I was asked this question at an interview and had no answer. Can anyone here explain?
It's a method for reducing system overhead, by converting many fine grained locks to fewer coarse grained ones. More detailed information can be found here and here.
For example, if you have many (usually hundreds or more) locks on specific rows in a table, once you exceed your maximum allowed number of locks, these might be exchanged for a lock on the table, or on a range of rows in the table.
Lock escalation means the conversion of a lock to a more restrictive mode. This is most often seen in databases. A query might have a resource locked for "shared" and escalate it to "exclusive" to perform an update.
DB locks can exist on rows, pages or whole tables or indexes.
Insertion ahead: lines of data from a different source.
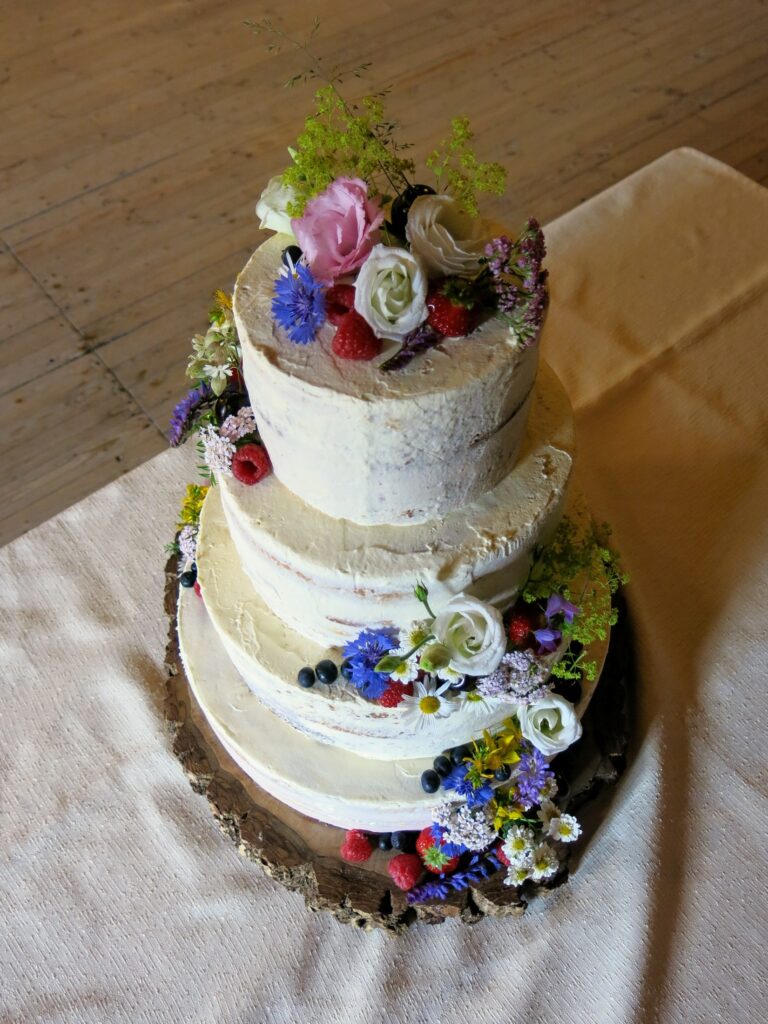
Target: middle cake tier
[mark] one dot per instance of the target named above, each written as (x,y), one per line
(329,579)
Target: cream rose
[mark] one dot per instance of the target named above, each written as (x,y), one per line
(473,633)
(446,240)
(550,724)
(271,207)
(391,292)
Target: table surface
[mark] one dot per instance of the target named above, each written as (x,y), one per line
(122,902)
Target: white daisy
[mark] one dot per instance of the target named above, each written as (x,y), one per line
(564,827)
(518,846)
(544,863)
(428,701)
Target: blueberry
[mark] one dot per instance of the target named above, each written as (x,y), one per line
(326,671)
(403,202)
(306,677)
(189,578)
(291,253)
(459,754)
(404,842)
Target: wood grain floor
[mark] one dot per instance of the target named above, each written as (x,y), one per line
(136,137)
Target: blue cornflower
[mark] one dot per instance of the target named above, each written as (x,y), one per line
(299,304)
(463,786)
(532,776)
(182,419)
(364,653)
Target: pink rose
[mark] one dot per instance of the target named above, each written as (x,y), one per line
(338,228)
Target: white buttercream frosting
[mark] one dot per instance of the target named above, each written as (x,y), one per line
(381,448)
(317,779)
(329,578)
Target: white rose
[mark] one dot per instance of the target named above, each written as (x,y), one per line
(271,207)
(550,724)
(473,632)
(391,292)
(446,240)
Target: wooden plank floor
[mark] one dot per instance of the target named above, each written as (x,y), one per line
(137,135)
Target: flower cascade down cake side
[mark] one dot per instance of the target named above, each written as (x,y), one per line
(392,606)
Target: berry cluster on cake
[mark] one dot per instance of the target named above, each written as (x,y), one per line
(393,608)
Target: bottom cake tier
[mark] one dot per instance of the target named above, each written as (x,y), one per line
(318,779)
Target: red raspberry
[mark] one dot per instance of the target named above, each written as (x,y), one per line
(404,870)
(339,300)
(446,317)
(522,622)
(354,339)
(430,853)
(251,464)
(356,847)
(394,693)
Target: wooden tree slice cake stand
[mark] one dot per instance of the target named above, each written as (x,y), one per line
(303,854)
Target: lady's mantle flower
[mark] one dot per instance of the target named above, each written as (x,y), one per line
(544,862)
(428,701)
(564,827)
(217,451)
(240,425)
(364,653)
(299,304)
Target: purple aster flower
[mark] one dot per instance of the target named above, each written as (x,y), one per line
(557,605)
(548,639)
(299,304)
(532,776)
(182,420)
(364,653)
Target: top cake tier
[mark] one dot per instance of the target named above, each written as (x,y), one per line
(376,446)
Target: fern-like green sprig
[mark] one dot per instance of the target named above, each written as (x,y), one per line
(460,172)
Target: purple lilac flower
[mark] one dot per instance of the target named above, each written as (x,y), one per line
(299,304)
(558,605)
(532,777)
(182,419)
(364,653)
(459,781)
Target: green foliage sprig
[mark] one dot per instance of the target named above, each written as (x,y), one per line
(459,171)
(580,565)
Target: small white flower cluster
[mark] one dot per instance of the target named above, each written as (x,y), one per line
(539,861)
(187,542)
(217,451)
(470,826)
(239,425)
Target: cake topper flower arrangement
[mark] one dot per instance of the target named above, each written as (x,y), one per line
(378,255)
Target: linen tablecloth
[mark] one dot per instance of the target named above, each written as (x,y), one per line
(121,901)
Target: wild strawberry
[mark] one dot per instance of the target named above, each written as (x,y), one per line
(354,339)
(404,870)
(450,320)
(356,847)
(394,693)
(251,464)
(429,851)
(339,300)
(522,622)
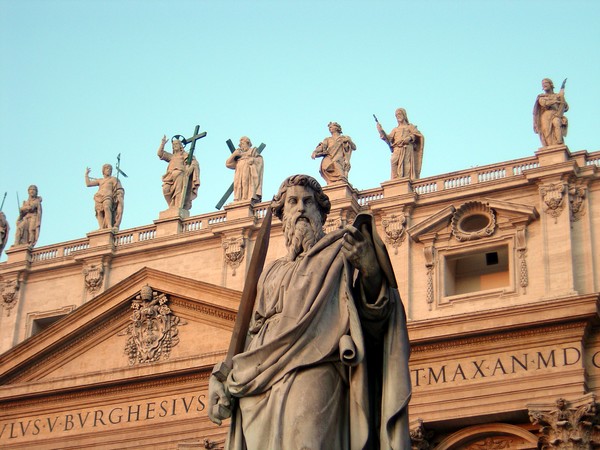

When a transaction is in progress, the locks held by the transaction take up resources. Lock escalation is where the system consolidates multiple locks into a higher level one (for example consolidating multiple row locks to a page or multiple pages to a whole table) typically to recover resources taken up by large numbers of fine-grained locks.
It will do this automatically, although you can set flags on the tables (see ALTER TABLE in the books on line) to control the policy for lock escalation on that particular table. In particular, premature or overly eager lock escalation used to be a problem on older versions of Sybase and SQL Server when you had two processes writing separate rows into the same page concurrently. If you go back far enough (IIRC SQL Server 6.5) SQL Server didn't actually have row locking but could only lock tables or pages. Where this happened, you could get contention between inserts of records in the same page; often you would put a clustered index on the table so new inserts went to different pages.